Now they tell me to live off my kids
But my kids one by one have been fired.
He loves xiangsheng, the rapid-fire Chinese vaudeville that was once full of political satire and dirty jokes before it was neutered by the Communist Party in the 1950s. As Link details in one essay here, comedy was brought under the auspices of a Mao-sponsored Small Group for the Improvement of Xiangsheng that produced such crackers as “The Soviet Union long ago applied its industrial energy to industrial uses!” and “Traffic on the Xikang-Lhasa Highway commenced on December 25, 1954, and this link has had a major effect on economic construction and solidarity among the nations of our motherland.” (It’s all in the delivery, I suppose.)
But “satire, like an uninvited guest, tended to seep back in.” Sketches parodying Communist dogmatism and bureaucracy sometimes found eager audiences—and sometimes ended up with the comedian in a labor camp. Xiangsheng remains a staple of Chinese comedy, but a stray joke touching on the Chinese army can cost you $2 million and shutter theaters. Even Chinese comedians living abroad censor themselves. The anaconda casts a long shadow.
A book about imposed silence and self-censorship may ring particularly true for an American audience at the moment, as college administrators rush to cancel DEI programs and former critics mute themselves for fear of retaliation.
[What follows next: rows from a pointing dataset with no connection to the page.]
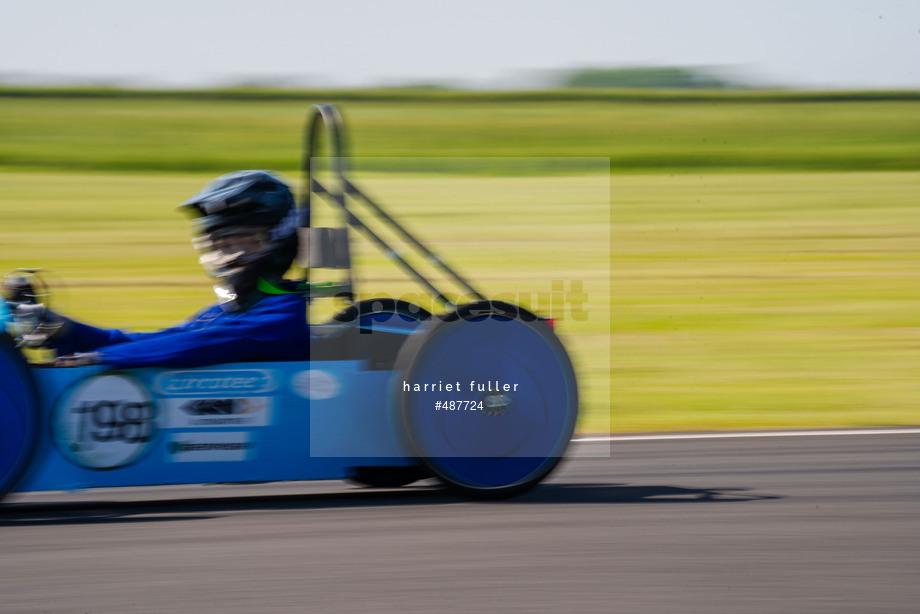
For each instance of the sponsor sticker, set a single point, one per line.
(224, 382)
(209, 447)
(104, 422)
(218, 412)
(316, 384)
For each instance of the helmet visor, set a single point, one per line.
(226, 251)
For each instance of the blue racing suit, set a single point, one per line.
(274, 329)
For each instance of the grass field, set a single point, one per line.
(755, 278)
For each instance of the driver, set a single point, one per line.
(246, 232)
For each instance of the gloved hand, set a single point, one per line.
(78, 360)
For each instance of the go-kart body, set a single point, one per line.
(482, 396)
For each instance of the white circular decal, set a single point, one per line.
(104, 422)
(316, 385)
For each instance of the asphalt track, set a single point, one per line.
(770, 524)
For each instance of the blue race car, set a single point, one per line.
(481, 396)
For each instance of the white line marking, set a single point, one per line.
(745, 434)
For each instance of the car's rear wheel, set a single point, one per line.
(510, 394)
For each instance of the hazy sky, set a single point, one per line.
(806, 43)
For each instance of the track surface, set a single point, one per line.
(776, 524)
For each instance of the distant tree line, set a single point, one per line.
(645, 78)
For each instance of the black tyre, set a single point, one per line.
(514, 413)
(19, 415)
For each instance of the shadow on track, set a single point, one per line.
(210, 507)
(619, 493)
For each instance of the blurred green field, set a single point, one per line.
(710, 134)
(751, 278)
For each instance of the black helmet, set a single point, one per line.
(245, 228)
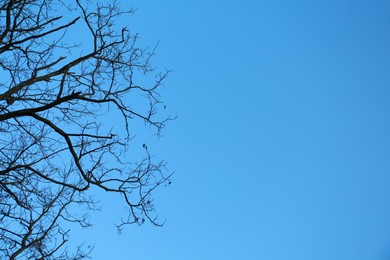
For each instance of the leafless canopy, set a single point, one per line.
(57, 145)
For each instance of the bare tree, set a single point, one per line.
(56, 147)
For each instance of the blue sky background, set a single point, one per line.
(282, 146)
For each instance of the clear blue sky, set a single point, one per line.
(282, 145)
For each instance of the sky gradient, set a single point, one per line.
(281, 147)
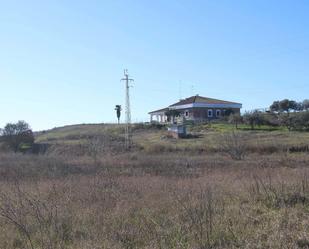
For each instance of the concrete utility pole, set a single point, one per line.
(126, 79)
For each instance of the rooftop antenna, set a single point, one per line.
(180, 93)
(128, 135)
(192, 90)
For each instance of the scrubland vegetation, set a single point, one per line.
(219, 188)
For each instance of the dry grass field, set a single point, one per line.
(219, 189)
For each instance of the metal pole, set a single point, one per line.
(127, 110)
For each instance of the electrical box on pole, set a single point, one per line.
(128, 135)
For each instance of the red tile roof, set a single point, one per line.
(200, 99)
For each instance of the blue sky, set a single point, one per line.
(61, 61)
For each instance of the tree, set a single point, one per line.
(18, 136)
(118, 112)
(235, 119)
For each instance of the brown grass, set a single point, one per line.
(156, 198)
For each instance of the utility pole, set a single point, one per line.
(127, 80)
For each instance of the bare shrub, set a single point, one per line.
(40, 221)
(234, 143)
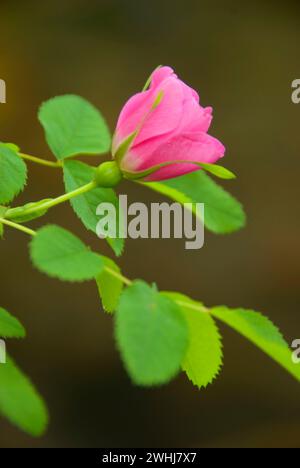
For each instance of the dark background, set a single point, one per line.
(242, 59)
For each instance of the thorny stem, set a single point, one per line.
(43, 162)
(19, 227)
(56, 201)
(124, 279)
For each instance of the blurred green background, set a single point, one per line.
(242, 57)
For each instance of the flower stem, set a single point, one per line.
(55, 201)
(43, 162)
(19, 227)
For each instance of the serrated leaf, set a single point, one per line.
(60, 254)
(203, 359)
(110, 286)
(73, 126)
(10, 327)
(151, 335)
(223, 213)
(3, 210)
(13, 174)
(77, 174)
(19, 400)
(261, 332)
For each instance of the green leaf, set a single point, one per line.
(20, 402)
(73, 126)
(60, 254)
(77, 174)
(3, 210)
(12, 146)
(110, 286)
(13, 174)
(261, 332)
(151, 334)
(203, 360)
(10, 327)
(223, 213)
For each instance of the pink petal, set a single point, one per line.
(188, 147)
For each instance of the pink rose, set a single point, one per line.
(163, 128)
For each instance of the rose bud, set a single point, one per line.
(162, 132)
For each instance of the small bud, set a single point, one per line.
(108, 174)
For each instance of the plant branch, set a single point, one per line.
(19, 227)
(53, 202)
(43, 162)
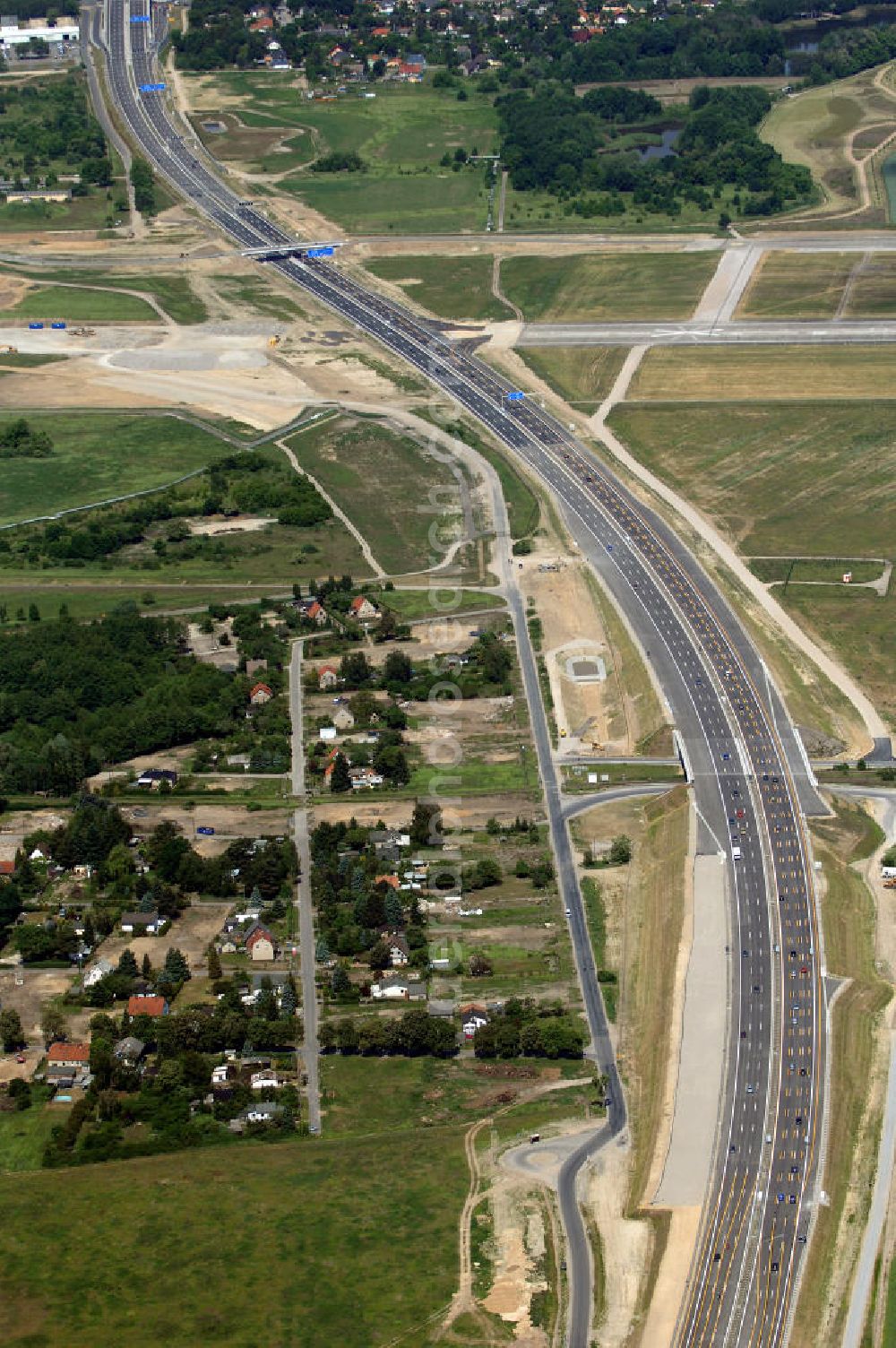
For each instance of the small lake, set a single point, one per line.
(665, 149)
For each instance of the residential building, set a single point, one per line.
(363, 609)
(259, 944)
(398, 987)
(142, 923)
(473, 1016)
(98, 972)
(128, 1050)
(75, 1057)
(155, 777)
(147, 1005)
(399, 949)
(264, 1080)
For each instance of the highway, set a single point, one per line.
(749, 777)
(692, 332)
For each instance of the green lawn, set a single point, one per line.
(581, 375)
(88, 212)
(797, 285)
(96, 596)
(451, 288)
(401, 135)
(80, 307)
(784, 479)
(594, 286)
(171, 291)
(174, 1243)
(425, 603)
(101, 454)
(388, 487)
(24, 1133)
(254, 296)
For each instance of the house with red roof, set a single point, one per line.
(74, 1056)
(152, 1006)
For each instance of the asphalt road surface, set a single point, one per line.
(694, 333)
(751, 783)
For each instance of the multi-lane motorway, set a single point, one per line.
(749, 780)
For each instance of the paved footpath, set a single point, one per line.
(310, 1048)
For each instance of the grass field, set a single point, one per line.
(425, 603)
(610, 286)
(171, 291)
(174, 1241)
(254, 294)
(80, 213)
(815, 128)
(95, 598)
(799, 285)
(101, 454)
(728, 374)
(783, 479)
(401, 135)
(73, 305)
(451, 288)
(848, 912)
(788, 479)
(391, 489)
(581, 375)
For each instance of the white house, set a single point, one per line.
(472, 1019)
(98, 972)
(263, 1080)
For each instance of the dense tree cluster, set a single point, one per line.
(73, 697)
(19, 440)
(143, 185)
(241, 483)
(353, 907)
(531, 1030)
(46, 125)
(556, 142)
(219, 37)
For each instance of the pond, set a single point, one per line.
(665, 149)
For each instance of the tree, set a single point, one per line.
(176, 968)
(355, 669)
(480, 965)
(53, 1024)
(213, 964)
(426, 824)
(340, 983)
(11, 1034)
(340, 780)
(379, 957)
(620, 852)
(128, 964)
(288, 1000)
(21, 1092)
The CCP’s culture of silent compliance is very different from the Trump administration thriving on trolling and blustering threats—more of a “horse in the hospital,” in the analogy of the comedian John Mulaney, than an anaconda in the chandelier.
And yet, I was struck by Link’s recounting, at the end of the anaconda essay, of the decisions by the Chinese American lawyer Gordon G. Chang, who has predicted “the coming collapse of China” since 1999. Chang left his law firm to write his book of that title because, he felt, lawyers were complicit in the double standards of criticizing China in private and boosting it in public.
“I would not be able to practice in a major firm because I would be too controversial. … I know many lawyers, fine and upstanding individuals otherwise, who refuse to utter a critical word about the regime except in private conversation,” Link quotes Chang as saying.
The name of Chang’s former law firm? Paul Weiss, which recently bent the knee to Trump. Once you normalize giving in to government pressure from abroad, it’s harder to fight back once the struggle comes home.